Bielorussia, Lukashenko rieletto con l’80%. Opposizione grida ai brogli, scontri con la Polizia VIDEO

di redazione Blitz
Pubblicato il 10 Agosto 2020 17:13 | Ultimo aggiornamento: 10 Agosto 2020 17:15

Bielorussia, Lukashenko rieletto con l’80%. Opposizione in piazza e grida ai brogli, scontri con la Polizia

Il presidente bielorusso, Aleksandr Lukashenko, conquista il suo sesto mandato. L’opposizione parla di brogli e scende in piazza. Cariche, arresti e feriti. 

Aleksandr Lukashenko, il presidente della Bielorussia in carica da più di 20 anni, conquista il suo sesto mandato con l’80,23%. L’opposizione ha giudicato però la sua vittoria frutto di brogli elettorali ed è scesa in piazza. 

La Polizia, ai migliaia in piazza ha risposto con cariche che hanno provocato duecento feriti e più di 3 mila arresti. Le Ong hanno dato notizia anche di un decesso, smentito dal ministero dell’Interno.

Le proteste in piazza sono scoppiate subito dopo la chiusura dei seggi. I manifestanti sono stati dispersi. La polizia in assetto antisommossa, ha usato camion con idranti, gas lacrimogeni, proiettili di gomma e manganelli.

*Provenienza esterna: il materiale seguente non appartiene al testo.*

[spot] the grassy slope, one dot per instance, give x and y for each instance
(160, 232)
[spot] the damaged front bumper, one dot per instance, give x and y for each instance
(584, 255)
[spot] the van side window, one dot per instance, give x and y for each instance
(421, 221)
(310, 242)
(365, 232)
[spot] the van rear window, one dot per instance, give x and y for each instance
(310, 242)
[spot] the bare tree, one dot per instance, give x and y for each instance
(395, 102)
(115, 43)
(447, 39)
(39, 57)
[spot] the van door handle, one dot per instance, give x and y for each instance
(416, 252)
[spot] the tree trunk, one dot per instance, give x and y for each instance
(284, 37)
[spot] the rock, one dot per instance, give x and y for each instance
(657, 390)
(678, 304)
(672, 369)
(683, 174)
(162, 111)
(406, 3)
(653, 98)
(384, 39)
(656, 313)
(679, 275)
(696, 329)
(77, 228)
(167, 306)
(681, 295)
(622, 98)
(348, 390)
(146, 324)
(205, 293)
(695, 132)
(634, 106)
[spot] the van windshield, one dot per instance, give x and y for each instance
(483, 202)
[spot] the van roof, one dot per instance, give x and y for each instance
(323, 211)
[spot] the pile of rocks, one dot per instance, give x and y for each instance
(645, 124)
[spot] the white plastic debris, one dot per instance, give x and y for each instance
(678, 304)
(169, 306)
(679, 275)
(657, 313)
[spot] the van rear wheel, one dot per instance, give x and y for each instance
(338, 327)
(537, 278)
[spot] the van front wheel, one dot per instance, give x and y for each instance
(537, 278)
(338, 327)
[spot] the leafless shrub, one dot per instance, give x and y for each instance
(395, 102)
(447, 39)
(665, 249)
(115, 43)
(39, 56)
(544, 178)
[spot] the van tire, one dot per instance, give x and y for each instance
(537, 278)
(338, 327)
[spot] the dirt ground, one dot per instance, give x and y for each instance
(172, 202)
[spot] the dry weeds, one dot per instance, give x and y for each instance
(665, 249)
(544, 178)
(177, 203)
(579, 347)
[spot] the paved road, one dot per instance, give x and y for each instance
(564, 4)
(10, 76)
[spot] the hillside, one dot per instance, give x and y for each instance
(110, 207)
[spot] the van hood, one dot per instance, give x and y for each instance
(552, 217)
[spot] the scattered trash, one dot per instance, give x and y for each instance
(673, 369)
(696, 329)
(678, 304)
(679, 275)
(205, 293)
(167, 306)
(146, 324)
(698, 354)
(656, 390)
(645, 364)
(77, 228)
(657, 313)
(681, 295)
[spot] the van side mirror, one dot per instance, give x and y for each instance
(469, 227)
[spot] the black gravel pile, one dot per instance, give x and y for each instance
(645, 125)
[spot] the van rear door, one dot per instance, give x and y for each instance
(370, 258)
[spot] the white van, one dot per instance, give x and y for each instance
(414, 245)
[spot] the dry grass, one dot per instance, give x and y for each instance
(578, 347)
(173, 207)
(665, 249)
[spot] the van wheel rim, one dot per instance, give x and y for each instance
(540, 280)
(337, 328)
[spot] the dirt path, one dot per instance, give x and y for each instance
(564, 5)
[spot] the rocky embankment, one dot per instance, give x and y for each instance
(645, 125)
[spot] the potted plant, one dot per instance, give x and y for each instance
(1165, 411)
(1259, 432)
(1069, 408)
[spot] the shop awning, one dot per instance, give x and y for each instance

Il bilancio attuale è di 200 feriti e 3 mila arresti. Il ministero dell’Interno ha dichiarato che ci sono 39 feriti anche tra le forze dell’ordine.

Nella capitale Minsk sono stati arrestati circa milla manifestanti. Duemila invece gli arresti nelle altre città.

Bielorussia, la leader dell’opposizione chiede che il potere passi pacificamente all’opposizione

La leader dell’opposizione, Svetlana Tikhanovskaya, che ha ottenuto il 9,9%, non ha riconosciuto l’esito del voto e ha chiesto alle autorità che “il potere passi pacificamente all’opposizione”.

Tijanovskaya ha sottolineato: “Non riconosciamo i risultati. Abbiamo visto i protocolli di voto”. 

La leader dell’opposizione ha invitato “coloro che credono che il loro voto sia stato rubato, a non rimanere in silenzio”.

Berlino, Ue, Polonia: tutti contro Lukashenko

Anche Berlino ha espresso “seri dubbi sulla condotta e sul carattere democratico” del voto, perché “non sono stati garantiti standard democratici minimi per un’elezione”.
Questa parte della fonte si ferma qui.